Search
Minggu 18 Januari 2026
  • :
  • :

Telkomsel dan Indosat Tidak Ingin Terburu-buru Gelar 4G LTE 1800 MHZ

MAJALAH ICT – Jakarta. Pita frekuensi 1.800 MHz disinyalir menjadi frekuensi pilihan utama untuk menggelar teknologi LTE (long term evolution). Di Indonesia, beberapa operator siap menggelar LTE di 1.800 MHz dan ingin segera ada kebijakan mengenai teknologi netral di frekuensi tersebut. Namun, ternyata Telkomsel dan Indosat menyatakan tidak ingin terburu-buru menggelar LTE.
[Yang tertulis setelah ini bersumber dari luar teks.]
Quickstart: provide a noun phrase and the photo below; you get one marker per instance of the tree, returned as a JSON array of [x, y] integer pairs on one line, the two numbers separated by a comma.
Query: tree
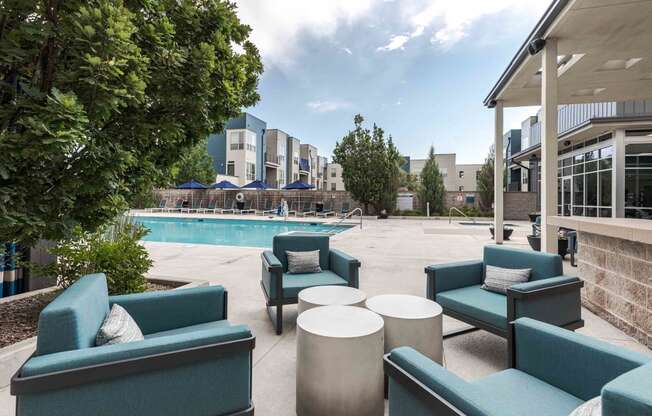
[[98, 98], [370, 166], [485, 181], [432, 185], [195, 164]]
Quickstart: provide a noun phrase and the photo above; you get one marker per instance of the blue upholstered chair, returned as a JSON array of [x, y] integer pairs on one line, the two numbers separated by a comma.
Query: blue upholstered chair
[[191, 362], [554, 372], [548, 296], [281, 288]]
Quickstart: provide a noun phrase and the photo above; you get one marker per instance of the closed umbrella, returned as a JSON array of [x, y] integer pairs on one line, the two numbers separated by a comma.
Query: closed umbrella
[[223, 185]]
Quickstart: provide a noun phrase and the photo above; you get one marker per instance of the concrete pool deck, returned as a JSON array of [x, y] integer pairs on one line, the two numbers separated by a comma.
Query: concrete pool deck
[[393, 254]]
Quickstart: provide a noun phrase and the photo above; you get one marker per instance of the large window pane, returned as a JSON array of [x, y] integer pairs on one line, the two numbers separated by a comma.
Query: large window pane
[[605, 188]]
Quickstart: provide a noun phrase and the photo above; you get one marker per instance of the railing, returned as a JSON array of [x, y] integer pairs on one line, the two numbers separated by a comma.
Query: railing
[[347, 216], [450, 215]]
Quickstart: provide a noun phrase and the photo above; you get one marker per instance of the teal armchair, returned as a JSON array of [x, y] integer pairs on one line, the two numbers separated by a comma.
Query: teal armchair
[[554, 372], [549, 296], [281, 288], [192, 360]]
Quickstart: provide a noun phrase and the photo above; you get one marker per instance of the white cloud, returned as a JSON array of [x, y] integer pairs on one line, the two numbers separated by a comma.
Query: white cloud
[[278, 25], [327, 106]]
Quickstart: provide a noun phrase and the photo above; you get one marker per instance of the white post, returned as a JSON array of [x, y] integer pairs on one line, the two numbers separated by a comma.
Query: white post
[[618, 175], [549, 137], [498, 173]]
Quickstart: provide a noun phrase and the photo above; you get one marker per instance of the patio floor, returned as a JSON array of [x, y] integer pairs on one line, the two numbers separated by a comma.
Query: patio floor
[[393, 255]]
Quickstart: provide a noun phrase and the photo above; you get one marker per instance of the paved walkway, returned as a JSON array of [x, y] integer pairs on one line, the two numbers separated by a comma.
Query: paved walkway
[[393, 255]]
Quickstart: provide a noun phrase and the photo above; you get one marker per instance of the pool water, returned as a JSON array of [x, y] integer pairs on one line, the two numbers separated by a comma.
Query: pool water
[[226, 232]]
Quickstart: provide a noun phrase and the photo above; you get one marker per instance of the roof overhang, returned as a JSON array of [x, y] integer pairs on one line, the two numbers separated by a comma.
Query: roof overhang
[[604, 52]]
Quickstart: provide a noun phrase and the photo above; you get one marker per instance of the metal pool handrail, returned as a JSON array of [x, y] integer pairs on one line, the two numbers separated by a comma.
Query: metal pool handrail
[[347, 216], [450, 215]]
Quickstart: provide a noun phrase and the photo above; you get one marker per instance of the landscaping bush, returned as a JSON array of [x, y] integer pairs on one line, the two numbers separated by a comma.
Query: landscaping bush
[[114, 250]]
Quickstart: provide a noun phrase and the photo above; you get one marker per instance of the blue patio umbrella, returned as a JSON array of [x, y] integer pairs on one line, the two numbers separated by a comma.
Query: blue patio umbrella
[[257, 184], [192, 184], [299, 186], [224, 185]]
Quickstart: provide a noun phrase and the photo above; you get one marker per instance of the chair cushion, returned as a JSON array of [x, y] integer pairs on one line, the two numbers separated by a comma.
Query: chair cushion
[[303, 262], [543, 265], [498, 279], [477, 303], [215, 325], [295, 283], [71, 321], [118, 328], [513, 392]]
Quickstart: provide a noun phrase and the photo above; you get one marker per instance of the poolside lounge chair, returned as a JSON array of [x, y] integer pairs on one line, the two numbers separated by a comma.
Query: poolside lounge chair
[[328, 210], [209, 208], [281, 288], [306, 210], [193, 361], [554, 372], [177, 206], [161, 206]]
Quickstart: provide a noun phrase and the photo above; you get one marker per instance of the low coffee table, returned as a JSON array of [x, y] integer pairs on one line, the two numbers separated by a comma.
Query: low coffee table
[[330, 295], [410, 321], [339, 362]]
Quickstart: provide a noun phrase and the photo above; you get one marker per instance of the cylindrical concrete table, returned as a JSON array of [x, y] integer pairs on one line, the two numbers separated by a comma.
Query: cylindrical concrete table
[[410, 321], [330, 295], [339, 362]]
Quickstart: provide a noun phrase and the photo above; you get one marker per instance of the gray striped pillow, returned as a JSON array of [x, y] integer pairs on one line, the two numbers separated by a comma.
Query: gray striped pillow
[[303, 262], [118, 328], [498, 279]]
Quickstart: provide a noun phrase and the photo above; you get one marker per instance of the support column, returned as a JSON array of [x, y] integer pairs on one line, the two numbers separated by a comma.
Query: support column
[[618, 175], [549, 102], [498, 173]]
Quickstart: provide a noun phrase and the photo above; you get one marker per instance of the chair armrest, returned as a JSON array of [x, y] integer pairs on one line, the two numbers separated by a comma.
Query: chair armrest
[[88, 365], [415, 377], [572, 362], [345, 266], [272, 275], [170, 309], [449, 276]]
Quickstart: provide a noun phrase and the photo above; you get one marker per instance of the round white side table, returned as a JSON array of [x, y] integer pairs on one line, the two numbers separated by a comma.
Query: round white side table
[[410, 321], [330, 295], [339, 362]]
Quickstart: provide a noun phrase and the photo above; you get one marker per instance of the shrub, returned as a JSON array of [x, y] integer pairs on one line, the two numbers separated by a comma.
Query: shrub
[[114, 250]]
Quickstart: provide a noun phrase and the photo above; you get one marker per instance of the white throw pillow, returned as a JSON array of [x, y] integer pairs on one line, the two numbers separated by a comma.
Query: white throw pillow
[[303, 262], [591, 408], [498, 279], [118, 327]]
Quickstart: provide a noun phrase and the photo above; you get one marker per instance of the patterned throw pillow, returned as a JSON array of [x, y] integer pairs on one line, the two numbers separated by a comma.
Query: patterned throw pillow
[[118, 327], [498, 279], [303, 262], [591, 408]]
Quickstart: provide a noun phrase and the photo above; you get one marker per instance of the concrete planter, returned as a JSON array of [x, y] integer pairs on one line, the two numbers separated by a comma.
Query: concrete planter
[[13, 356]]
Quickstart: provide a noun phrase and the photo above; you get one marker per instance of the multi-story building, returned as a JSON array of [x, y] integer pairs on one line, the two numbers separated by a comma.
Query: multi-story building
[[605, 158], [276, 158], [238, 152]]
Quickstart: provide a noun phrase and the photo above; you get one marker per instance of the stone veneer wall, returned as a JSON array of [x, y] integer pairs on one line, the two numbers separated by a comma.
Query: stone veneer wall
[[617, 278]]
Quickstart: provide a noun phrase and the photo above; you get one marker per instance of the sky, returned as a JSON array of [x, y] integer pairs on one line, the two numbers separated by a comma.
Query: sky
[[419, 69]]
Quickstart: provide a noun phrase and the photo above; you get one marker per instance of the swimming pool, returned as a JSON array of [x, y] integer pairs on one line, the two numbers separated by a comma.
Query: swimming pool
[[225, 232]]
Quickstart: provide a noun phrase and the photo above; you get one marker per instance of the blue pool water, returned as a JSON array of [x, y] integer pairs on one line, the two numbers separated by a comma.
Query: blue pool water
[[225, 232]]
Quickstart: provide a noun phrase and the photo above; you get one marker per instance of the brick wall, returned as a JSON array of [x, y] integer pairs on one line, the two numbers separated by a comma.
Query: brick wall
[[617, 278]]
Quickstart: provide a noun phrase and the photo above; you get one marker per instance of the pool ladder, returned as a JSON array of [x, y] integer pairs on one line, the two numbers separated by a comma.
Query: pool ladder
[[345, 217], [450, 215]]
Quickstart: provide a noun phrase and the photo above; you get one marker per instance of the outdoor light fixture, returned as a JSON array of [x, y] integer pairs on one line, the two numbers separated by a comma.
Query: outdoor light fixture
[[536, 46]]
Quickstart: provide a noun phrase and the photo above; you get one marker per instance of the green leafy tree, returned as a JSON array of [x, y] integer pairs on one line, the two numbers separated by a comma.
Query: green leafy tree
[[195, 164], [432, 190], [98, 98], [370, 166], [485, 181]]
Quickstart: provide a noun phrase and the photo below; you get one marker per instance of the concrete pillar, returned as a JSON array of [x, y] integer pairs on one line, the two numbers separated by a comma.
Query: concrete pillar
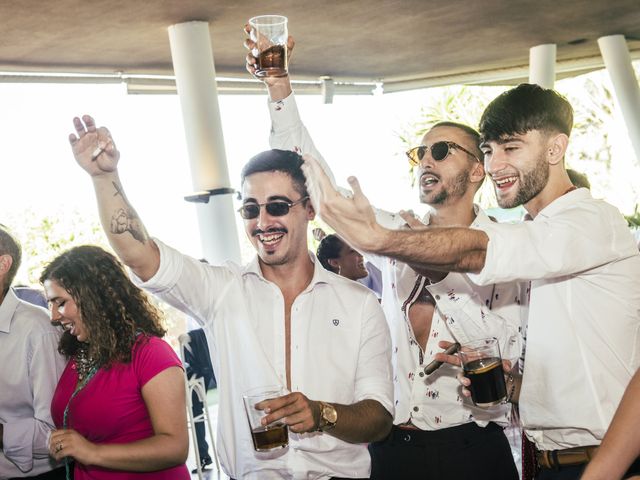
[[616, 57], [542, 65], [196, 84]]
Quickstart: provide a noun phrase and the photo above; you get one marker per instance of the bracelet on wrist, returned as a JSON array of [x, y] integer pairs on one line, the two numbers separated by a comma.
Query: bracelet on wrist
[[511, 385]]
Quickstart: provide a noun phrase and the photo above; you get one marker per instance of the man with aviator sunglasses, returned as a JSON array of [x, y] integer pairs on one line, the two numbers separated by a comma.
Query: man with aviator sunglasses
[[282, 320], [436, 434], [583, 327]]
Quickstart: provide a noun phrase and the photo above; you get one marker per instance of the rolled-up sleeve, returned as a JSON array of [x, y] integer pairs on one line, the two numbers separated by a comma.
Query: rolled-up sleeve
[[550, 247], [374, 373], [469, 318]]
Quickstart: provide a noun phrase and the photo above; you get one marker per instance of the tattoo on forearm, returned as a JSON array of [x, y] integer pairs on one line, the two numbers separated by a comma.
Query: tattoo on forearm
[[127, 220]]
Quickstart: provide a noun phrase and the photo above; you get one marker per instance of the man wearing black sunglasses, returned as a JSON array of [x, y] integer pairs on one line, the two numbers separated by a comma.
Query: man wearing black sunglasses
[[282, 320], [583, 327], [436, 434]]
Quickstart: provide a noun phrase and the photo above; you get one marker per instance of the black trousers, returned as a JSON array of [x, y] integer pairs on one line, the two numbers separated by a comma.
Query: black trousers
[[57, 474], [574, 472], [203, 446], [457, 453]]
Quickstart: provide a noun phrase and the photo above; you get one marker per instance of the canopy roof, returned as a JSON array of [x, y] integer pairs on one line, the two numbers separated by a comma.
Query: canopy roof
[[403, 43]]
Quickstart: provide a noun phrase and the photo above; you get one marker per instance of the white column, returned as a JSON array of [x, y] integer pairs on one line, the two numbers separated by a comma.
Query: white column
[[616, 57], [196, 84], [542, 65]]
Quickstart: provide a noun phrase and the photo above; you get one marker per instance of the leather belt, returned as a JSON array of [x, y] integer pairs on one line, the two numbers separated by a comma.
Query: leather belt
[[566, 457]]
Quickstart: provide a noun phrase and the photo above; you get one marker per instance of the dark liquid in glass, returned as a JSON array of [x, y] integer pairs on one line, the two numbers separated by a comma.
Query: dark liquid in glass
[[272, 62], [273, 436], [487, 381]]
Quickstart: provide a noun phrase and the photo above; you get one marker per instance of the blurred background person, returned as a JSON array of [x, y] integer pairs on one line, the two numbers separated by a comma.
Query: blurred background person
[[338, 257], [119, 405], [31, 368]]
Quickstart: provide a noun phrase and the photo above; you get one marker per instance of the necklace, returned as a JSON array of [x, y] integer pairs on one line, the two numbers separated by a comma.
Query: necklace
[[84, 363]]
Demikian disampaikan Direktur Jenderal Sumber Daya Perangkat Pos Informatika Kementerian Kominfo Muhammad Budi Setiawan. Menurutnya, kebijakan frekuensi 1.800 MHz akan keluar setelah penataan frekuensi 800 MHz. Dan, katanya, semua operator sepakat, frekuensi ini harus ditata ulang terlebih dulu sebelum nantinya dialokasikan untuk 4G LTE menggunakan teknologi netral. "Setelah 800 MHz selesai akan diikuti dengan penataan 1.800 MHz untuk kelanjutan 4G LTE. Di 1.800 MHz ekosistemnya lebih luas. Kami sudah panggil seluruh penyelenggara. Semua sepakat ditata dulu. Tapi yang ingin cepat-cepat ya XL dan Tri. Sementara Indosat dan Telkomsel tak mau buru-buru," katanya

Dijelaskan oleh Wakil Ketua Badan Regulasi Telekomunikasi Indonesia (BRTI) ini, Tri ingin buru-buru menggelar 4G LTE karena dua blok frekuensinya 10 MHz ada di paling kanan, sehingga tak banyak terpengaruh dengan penataan ulang frekuensi. "Sementara XL juga bisa lebih cepat gelar LTE setelah frekuensi yang sebelumnya ditempati Axis jadi milik XL setelah digeser nanti," katanya.

Menurut Budi, pemerintah dalam menyambut penataan 1.800 MHz menekankan perlunya kesepakatan semua oeprator dulu dan meminta operator memperhatikan nasih dari pengguna yang masih menggunakan teknologi ponsel 2G. "Semua operator seluler yang ada harus sepakat dulu. Mereka harus duduk bersama. Selain itu mereka harus perhatikan nasib pelanggan 2G existing," tandasnya.